Bij het afsluiten van de werkzaamheden van de Senaatscommissie Binnenlandse Zaken over de migratieproblematiek werden een aantal aanbevelingen geformuleerd. Een van deze aanbevelingen bestaat uit de rol die België kan waarnemen tijdens haar voorzitterschap van de Europese Unie in de tweede helft van 2001. Uit het hele migratiedebat blijkt namelijk dat een geharmoniseerd Europees kader een voorwaarde sine qua non is om een doeltreffend en menselijk immigratiebeleid te bereiken.

De Belgische regering zou het voortouw moeten nemen in het uitwerken van de aanbevelingen van de informele vergadering van Turku en de top van Tampere. Deze aanbevelingen moeten vertaald worden in concrete actieprogramma's. De regering kan tijdens het voorzitterschap van 2001 de evaluatie van de afspraken van de top van Tampere gebruiken als hefboom.

Omdat asiel- en immigratiebeleid geen EU-bevoegdheden zijn, is het voor de kandidaat-lidstaten onmogelijk een assimilatiebeleid te voeren naar de Europese Unie toe, waardoor de divergentie terzake binnen Europa blijft groeien. Ook daarom bestaat de noodzaak van een meer uniforme strategie van lidstaten van de EU zodat het beleid, na communautarisering van de bevoegdheid, deel uitmaakt van het acquis communautaire en dus per definitie door kandidaat-lidstaten bij de toetreding gerealiseerd dient te worden.

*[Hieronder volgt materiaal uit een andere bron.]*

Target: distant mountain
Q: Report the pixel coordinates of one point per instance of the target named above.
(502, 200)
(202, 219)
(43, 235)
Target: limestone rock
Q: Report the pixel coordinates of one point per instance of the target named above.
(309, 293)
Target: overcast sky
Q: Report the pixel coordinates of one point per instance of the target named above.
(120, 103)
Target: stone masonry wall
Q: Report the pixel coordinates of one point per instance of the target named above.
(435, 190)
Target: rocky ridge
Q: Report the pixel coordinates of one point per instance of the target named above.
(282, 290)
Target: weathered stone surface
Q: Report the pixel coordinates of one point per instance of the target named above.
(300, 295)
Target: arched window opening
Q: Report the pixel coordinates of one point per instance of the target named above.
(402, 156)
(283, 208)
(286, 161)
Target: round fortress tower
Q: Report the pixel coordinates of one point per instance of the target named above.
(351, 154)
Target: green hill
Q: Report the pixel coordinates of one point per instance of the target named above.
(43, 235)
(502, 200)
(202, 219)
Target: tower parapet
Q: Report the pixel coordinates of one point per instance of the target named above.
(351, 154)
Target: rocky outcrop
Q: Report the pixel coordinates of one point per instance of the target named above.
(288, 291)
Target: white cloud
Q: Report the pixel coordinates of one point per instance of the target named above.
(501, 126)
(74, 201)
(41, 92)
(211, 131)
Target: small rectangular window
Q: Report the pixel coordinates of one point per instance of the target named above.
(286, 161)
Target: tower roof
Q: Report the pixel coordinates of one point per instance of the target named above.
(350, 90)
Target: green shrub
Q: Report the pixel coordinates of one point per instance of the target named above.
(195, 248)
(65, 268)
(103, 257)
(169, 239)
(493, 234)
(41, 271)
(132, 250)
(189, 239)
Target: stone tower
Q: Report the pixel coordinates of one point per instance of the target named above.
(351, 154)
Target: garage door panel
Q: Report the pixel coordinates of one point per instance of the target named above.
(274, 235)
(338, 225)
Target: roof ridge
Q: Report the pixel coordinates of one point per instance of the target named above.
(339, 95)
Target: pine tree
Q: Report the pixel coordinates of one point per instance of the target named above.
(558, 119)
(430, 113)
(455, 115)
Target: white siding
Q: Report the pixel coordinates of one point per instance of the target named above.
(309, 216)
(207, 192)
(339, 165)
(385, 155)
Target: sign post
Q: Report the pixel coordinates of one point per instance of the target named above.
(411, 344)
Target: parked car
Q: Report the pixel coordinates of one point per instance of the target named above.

Het is wenselijk over volgende items op Europees niveau afspraken te maken :

­ uitstippeling van een gemeenschappelijk Europees beleid op de afzonderlijke doch nauw met elkaar verweven gebieden van het asielbeleid en het migratiebeleid;

­ ontwikkeling van een totaalaanpak van de migraties waarbij de politieke aspecten, de mensenrechten en de ontwikkelingsvraagstukken in de landen en regio's van herkomst en in de transitgebieden voor ogen worden gehouden en gestreefd wordt naar terugdringing van de armoede, verbetering van de levensomstandigheden en van de werkgelegenheid, conflictpreventie, versteviging van de democratie en de eerbied voor de mensenrechten;

­ invoering van een gemeenschappelijke Europese asielregeling die steunt op de integratie en totale toepassing van het Verdrag van Genève, waarbij de niet-terugdrijving als beginsel gehandhaafd blijft en waarbij op korte termijn wordt gezorgd voor een duidelijke en operationele methode om te bepalen welke staat verantwoordelijk is voor de behandeling van een asielverzoek, gemeenschappelijke normen voor een billijke en doeltreffende asielprocedure, gemeenschappelijke minimumnormen voor de opvang van asielzoekers, de harmonisering van de regels betreffende de erkenning en de inhoud van de status van vluchteling alsook maatregelen betreffende andere vormen van bescherming (artikel 63, § 1, EG-Verdrag). Er dient binnen de EU een beschermingsstatuut uitgewerkt te worden;

­ uitbouw van een actief gemeenschappelijk beleid betreffende visa en valse documenten, daaronder begrepen een nauwere samenwerking tussen de consulaten van de EU in derde landen en eventueel de vestiging van gemeenschappelijke kantoren belast met de afgifte van EU-visa (artikel 62, EG-Verdrag);

­ aanpassing van de rechtspositie van onderdanen van derde landen aan die van onderdanen van de lidstaten, zodat iemand die gedurende een bepaalde periode legaal in een lidstaat verblijft en een langlopende verblijfsvergunning bezit zoveel mogelijk dezelfde rechten krijgt als de burgers van de Europese Unie (artikel 63, § 4, EG-Verdrag);

­ aanneming van een Europese richtlijn over de gezinshereniging en het recht van vreemdelingen om met hun gezin samen te wonen.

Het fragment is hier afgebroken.